The project is contingent on funding, but the CTA hopes to bankroll it with new federal “core capacity” money that can be tapped by older transit lines.
For South Siders, President Forrest Claypool insisted Wednesday that the CTA is “putting the pedal to the metal” on a long-awaited plan to extend the south end of the Red Line from 95th Street to 130th.
One CTA user, Phyllis Johnson, told CTA board members Wednesday that the extension once promised by former Mayor Richard J. Daley after the Red Line opened in 1969 is “becoming the dream deferred.’’ Other lines have been extended or created while the Roseland community, which would be affected by an extension, has sat by with no transit developments, Johnson said.
The layers of requirements needed to win federal money for the $2 billion project are “onerous,” Claypool said, but Mayor Rahm Emanuel is “putting this on a faster trajectory than previous administrations.’’
Emanuel campaigned on extending the Red Line and has emphasized the project since his election, Claypool said.
“Mayor Emanuel’s mandate to us is to modernize the Red Line, from top to bottom, from north to south, and that’s what we’re doing,’’ Claypool said.
The CTA’s “preferred” extension method would be to run an elevated track from the 95th Street station, along Interstate 57 to 98th Street, where the elevated tracks would run parallel with some Union Pacific freight tracks to 130th Street, Claypool said.
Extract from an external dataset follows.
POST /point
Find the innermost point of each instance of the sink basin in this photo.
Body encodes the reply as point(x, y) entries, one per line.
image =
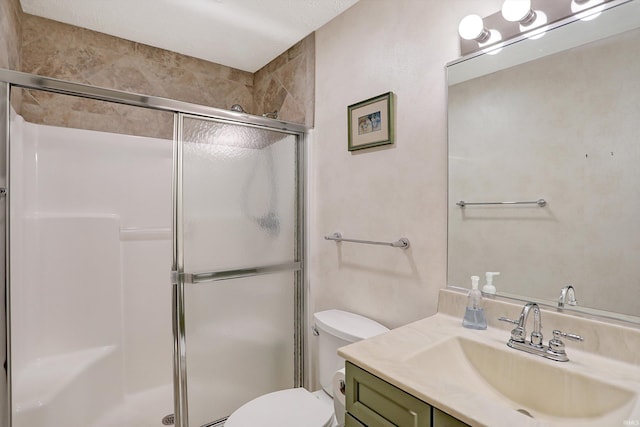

The tracks could run to the east of UP’s right of way or to the west, CTA officials said. The CTA also had considered building inside the UP’s right of way, but UP has ruled that out, a UP spokesman said.
Although the UP route is the top option, the CTA must give federal authorities at least two more, Claypool said. They include running the rail extension down Halsted Street — something local Ald. Anthony Beale (9th) opposes — or doing a less expensive bus-rapid transit route to 130th.
Beale said Tuesday he was briefed on only two plans — the UP route and the Halsted route, leading him to believe the CTA had only two options under active consideration.
“I can see how he might have perceived it that way because that’s where the focus of the conversation was,’’ Claypool said. “But there’s always been a federally required third alternative, which is the BRT.’’
Claypool conceded that land will have to be acquired as part of the extension project, although it’s too early to say where or how many parcels.
The next step involves publication of the final environmental impact study in 2015, Claypool said.
On the North Side, the planned improvements are part of a larger project to rejuvenate the Red Line and Purple lines, from the Belmont station to the Linden Station in Wilmette. Project estimates have ranged from $2 billion to $4 billion.